Department of Pediatrics, Sapienza University of Rome, Viale Regina Elena, 324 00161 Rome, Italy.
Eur J Endocrinol. 2011 Oct;165(4):603-11. doi: 10.1530/EJE-11-0545. Epub 2011 Jul 13.
Evidence of the association between vitamin D and cardiovascular risk factors in the young is limited. We therefore assessed the relationships between circulating 25-hydroxyvitamin D(3) (25(OH)D(3)) and metabolic syndrome (MetS), its components, and early atherosclerotic changes in 452 (304 overweight/obese and 148 healthy, normal weight) Caucasian children.
We determined serum 25(OH)D(3) concentrations in relation to MetS, its components (central obesity, hypertension, low high-density lipoprotein (HDL)-cholesterol, hypertriglyceridemia, glucose impairment, and/or insulin resistance (IR)), and impairment of flow-mediated vasodilatation (FMD) and increased carotid intima-media thickness (cIMT) - two markers of subclinical atherosclerosis.
Higher 25(OH)D(3) was significantly associated with a reduced presence of MetS. Obesity, central obesity, hypertension, hypertriglyceridemia, low HDL-cholesterol, IR, and MetS were all associated with increased odds of having low 25(OH)D(3) levels, after adjustment for age, sex, and Tanner stage. After additional adjustment for SDS-body mass index, elevated blood pressure (BP) and MetS remained significantly associated with low vitamin D status. The adjusted odds ratio (95% confidence interval) for those in the lowest (<17 ng/ml) compared with the highest tertile (>27 ng/ml) of 25(OH)D(3) for hypertension was 1.72 (1.02-2.92), and for MetS, it was 2.30 (1.20-4.40). A similar pattern of association between 25(OH)D(3), high BP, and MetS was observed when models were adjusted for waist circumference. No correlation was found between 25(OH)D(3) concentrations and either FMD or cIMT.
Low 25(OH)D(3) levels in Caucasian children are inversely related to total adiposity, MetS, and hypertension.
有关维生素 D 与心血管危险因素之间关系的证据在年轻人中较为有限。因此,我们评估了循环 25-羟维生素 D(3)[25(OH)D(3)]与代谢综合征(MetS)、其组成部分以及 452 名(304 名超重/肥胖和 148 名健康、正常体重)白种人儿童早期动脉粥样硬化变化之间的关系。

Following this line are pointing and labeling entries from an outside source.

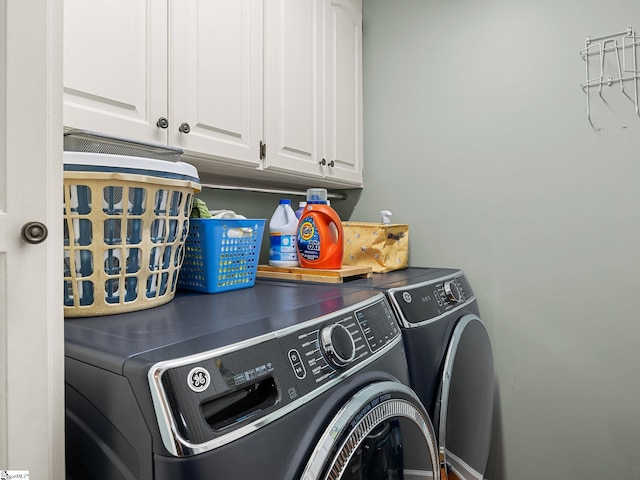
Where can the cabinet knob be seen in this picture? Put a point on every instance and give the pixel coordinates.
(34, 232)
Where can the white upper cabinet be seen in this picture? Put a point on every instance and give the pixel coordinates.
(343, 92)
(115, 67)
(218, 78)
(216, 82)
(293, 86)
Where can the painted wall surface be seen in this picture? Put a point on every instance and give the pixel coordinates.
(476, 134)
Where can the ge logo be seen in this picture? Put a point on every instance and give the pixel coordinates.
(198, 379)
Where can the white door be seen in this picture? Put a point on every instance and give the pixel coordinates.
(293, 79)
(31, 323)
(216, 78)
(115, 68)
(343, 106)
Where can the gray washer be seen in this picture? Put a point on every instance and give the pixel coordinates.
(449, 357)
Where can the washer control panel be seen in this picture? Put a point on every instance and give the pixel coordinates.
(207, 400)
(423, 302)
(322, 351)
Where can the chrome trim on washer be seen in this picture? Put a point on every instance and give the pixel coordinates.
(447, 373)
(404, 323)
(384, 410)
(179, 447)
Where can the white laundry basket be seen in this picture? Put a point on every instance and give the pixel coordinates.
(126, 221)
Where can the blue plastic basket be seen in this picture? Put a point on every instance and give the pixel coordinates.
(221, 254)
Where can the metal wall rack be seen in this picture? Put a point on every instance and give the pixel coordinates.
(623, 48)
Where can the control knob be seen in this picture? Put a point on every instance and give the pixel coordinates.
(338, 345)
(452, 291)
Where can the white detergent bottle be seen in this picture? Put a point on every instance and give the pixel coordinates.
(283, 228)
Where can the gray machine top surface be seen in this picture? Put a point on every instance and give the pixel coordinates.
(199, 322)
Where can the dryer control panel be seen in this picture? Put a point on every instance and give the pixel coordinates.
(424, 302)
(210, 399)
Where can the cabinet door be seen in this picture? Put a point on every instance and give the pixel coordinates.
(343, 105)
(216, 78)
(115, 65)
(293, 128)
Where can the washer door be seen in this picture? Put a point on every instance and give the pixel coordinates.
(464, 408)
(382, 433)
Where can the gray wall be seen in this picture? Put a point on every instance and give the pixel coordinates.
(476, 135)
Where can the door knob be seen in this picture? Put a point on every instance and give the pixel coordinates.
(34, 232)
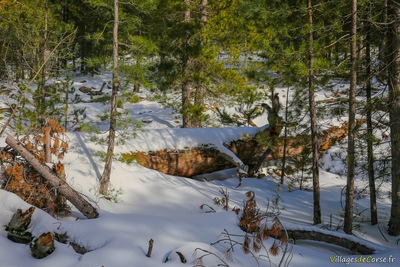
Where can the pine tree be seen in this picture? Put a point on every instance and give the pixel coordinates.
(313, 118)
(348, 217)
(105, 179)
(393, 54)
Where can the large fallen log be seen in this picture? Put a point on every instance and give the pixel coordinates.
(208, 158)
(341, 241)
(73, 196)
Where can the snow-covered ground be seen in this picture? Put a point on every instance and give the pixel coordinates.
(152, 205)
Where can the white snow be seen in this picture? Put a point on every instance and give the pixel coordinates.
(152, 205)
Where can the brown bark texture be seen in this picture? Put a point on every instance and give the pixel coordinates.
(73, 196)
(207, 158)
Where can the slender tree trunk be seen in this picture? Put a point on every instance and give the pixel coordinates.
(200, 89)
(41, 86)
(313, 119)
(105, 179)
(186, 86)
(393, 43)
(348, 216)
(285, 137)
(370, 151)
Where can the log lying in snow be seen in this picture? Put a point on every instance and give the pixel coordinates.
(208, 158)
(331, 239)
(74, 197)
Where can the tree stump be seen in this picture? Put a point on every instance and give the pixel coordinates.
(18, 226)
(43, 246)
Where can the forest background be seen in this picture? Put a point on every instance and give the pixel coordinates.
(203, 56)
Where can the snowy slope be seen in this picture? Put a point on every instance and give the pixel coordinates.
(166, 209)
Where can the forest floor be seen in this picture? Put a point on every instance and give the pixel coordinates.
(148, 205)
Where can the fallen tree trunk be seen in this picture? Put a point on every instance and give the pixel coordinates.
(74, 197)
(331, 239)
(207, 158)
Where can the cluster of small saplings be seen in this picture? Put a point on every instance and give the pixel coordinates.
(258, 227)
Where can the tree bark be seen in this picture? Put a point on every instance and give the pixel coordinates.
(313, 119)
(348, 216)
(207, 158)
(105, 178)
(186, 66)
(393, 42)
(74, 197)
(370, 150)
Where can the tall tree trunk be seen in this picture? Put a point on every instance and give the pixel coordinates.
(41, 86)
(186, 86)
(313, 119)
(370, 151)
(285, 137)
(105, 179)
(393, 43)
(348, 216)
(200, 89)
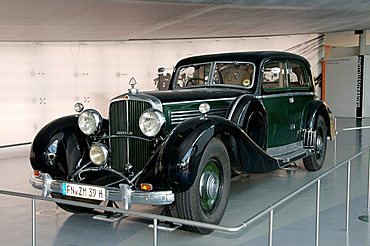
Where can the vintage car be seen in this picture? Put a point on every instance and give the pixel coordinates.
(222, 115)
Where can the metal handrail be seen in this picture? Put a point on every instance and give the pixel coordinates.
(14, 145)
(228, 229)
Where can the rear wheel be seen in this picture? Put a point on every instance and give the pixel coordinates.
(315, 161)
(206, 200)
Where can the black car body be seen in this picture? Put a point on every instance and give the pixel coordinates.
(223, 115)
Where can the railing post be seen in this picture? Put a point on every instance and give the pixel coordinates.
(335, 141)
(366, 218)
(155, 232)
(348, 194)
(368, 187)
(317, 228)
(271, 224)
(33, 208)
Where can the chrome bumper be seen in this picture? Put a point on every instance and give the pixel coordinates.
(122, 194)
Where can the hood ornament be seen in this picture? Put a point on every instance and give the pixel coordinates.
(133, 82)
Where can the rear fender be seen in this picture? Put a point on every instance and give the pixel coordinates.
(313, 111)
(58, 147)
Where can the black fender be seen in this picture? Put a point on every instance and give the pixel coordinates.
(177, 159)
(69, 147)
(247, 111)
(241, 108)
(313, 110)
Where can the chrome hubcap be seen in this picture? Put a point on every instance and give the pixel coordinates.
(209, 185)
(319, 144)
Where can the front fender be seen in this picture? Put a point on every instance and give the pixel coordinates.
(177, 159)
(67, 139)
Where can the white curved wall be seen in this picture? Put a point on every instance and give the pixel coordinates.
(42, 81)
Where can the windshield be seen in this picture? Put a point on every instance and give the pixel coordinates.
(192, 75)
(225, 73)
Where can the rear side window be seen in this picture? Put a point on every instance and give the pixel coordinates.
(297, 76)
(285, 76)
(274, 76)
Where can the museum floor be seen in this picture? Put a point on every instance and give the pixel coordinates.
(294, 223)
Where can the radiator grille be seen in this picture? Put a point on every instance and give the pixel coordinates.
(124, 120)
(179, 116)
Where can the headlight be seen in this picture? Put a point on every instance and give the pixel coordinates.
(98, 154)
(151, 122)
(90, 121)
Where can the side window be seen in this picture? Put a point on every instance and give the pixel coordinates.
(297, 77)
(236, 73)
(274, 76)
(193, 75)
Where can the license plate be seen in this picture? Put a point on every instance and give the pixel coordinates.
(83, 191)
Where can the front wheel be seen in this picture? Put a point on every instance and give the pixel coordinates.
(206, 200)
(315, 161)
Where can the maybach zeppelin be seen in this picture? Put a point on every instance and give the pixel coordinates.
(223, 115)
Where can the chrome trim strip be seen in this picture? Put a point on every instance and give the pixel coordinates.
(188, 112)
(155, 102)
(286, 94)
(127, 164)
(200, 101)
(177, 117)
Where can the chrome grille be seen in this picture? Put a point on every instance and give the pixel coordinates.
(124, 120)
(179, 116)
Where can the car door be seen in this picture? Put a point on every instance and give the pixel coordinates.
(275, 98)
(301, 93)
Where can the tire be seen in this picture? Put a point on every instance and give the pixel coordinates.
(206, 200)
(315, 161)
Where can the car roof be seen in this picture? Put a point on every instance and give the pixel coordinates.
(251, 56)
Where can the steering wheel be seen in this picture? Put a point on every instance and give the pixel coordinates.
(191, 81)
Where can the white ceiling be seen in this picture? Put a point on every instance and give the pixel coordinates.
(101, 20)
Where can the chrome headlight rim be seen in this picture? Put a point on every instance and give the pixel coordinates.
(93, 127)
(156, 125)
(99, 154)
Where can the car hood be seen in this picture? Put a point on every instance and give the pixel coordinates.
(205, 93)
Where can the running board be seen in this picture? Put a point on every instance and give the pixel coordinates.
(166, 226)
(293, 156)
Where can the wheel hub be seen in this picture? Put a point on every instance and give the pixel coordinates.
(209, 185)
(319, 144)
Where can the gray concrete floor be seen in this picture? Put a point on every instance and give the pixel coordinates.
(294, 223)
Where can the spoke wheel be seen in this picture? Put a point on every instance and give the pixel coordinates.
(206, 200)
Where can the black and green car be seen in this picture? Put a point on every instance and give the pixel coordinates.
(222, 115)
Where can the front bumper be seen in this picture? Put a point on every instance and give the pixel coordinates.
(124, 193)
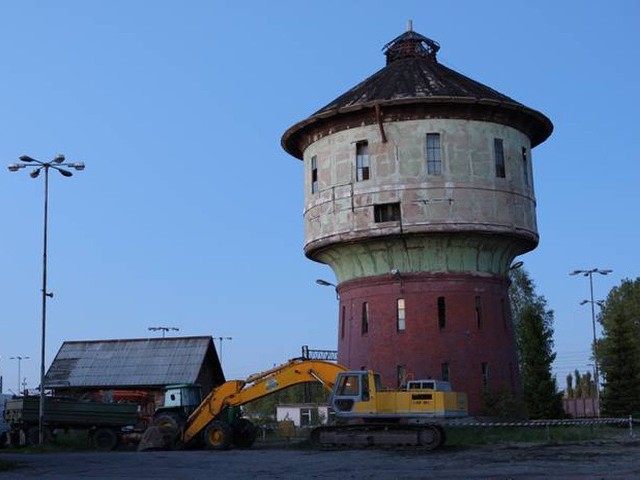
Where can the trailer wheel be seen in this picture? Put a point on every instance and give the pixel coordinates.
(218, 435)
(32, 435)
(244, 433)
(431, 437)
(104, 439)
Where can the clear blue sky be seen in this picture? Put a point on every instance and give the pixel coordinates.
(189, 214)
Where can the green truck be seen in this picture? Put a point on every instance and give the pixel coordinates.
(105, 423)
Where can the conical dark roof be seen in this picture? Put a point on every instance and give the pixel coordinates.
(415, 82)
(412, 72)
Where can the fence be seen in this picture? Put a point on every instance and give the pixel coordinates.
(628, 421)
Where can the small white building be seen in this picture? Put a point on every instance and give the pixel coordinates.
(303, 414)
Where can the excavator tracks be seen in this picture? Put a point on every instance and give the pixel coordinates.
(378, 435)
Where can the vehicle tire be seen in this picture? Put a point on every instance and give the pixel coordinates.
(218, 436)
(104, 439)
(32, 435)
(244, 433)
(430, 437)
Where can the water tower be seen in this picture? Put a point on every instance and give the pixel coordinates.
(419, 195)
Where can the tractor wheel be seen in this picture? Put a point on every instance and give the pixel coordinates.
(218, 435)
(104, 439)
(244, 433)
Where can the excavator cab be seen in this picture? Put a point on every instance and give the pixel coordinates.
(354, 389)
(184, 397)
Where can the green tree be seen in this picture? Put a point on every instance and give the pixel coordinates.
(619, 349)
(534, 340)
(570, 392)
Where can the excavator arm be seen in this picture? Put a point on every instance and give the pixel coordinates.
(235, 393)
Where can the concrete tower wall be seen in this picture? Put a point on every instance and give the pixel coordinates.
(419, 195)
(445, 258)
(466, 198)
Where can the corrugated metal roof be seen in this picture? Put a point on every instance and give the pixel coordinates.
(129, 362)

我们测定了血清 25(OH)D(3)浓度与 MetS 及其组成部分(中心性肥胖、高血压、低高密度脂蛋白(HDL)-胆固醇、高三酰甘油血症、葡萄糖损害和/或胰岛素抵抗(IR))以及血流介导的血管扩张功能受损(FMD)和颈动脉内膜-中层厚度(cIMT)增加之间的关系。这两种标志物均与亚临床动脉粥样硬化有关。
较高的 25(OH)D(3)与 MetS 的发生呈负相关。在调整年龄、性别和 Tanner 分期后,肥胖、中心性肥胖、高血压、高三酰甘油血症、低 HDL-胆固醇、IR 和 MetS 均与较低的 25(OH)D(3)水平发生的几率增加有关。在进一步调整 SDS-体重指数后,高血压和 MetS 仍与维生素 D 状态低下显著相关。25(OH)D(3)水平最低(<17ng/ml)组与最高三分位(>27ng/ml)组相比,高血压的调整比值比(95%置信区间)为 1.72(1.02-2.92),MetS 的比值比为 2.30(1.20-4.40)。当模型根据腰围进行调整时,25(OH)D(3)与高血压和 MetS 之间的关联模式相似。25(OH)D(3)浓度与 FMD 或 cIMT 之间无相关性。
白种儿童中较低的 25(OH)D(3)水平与总体肥胖、MetS 和高血压呈负相关。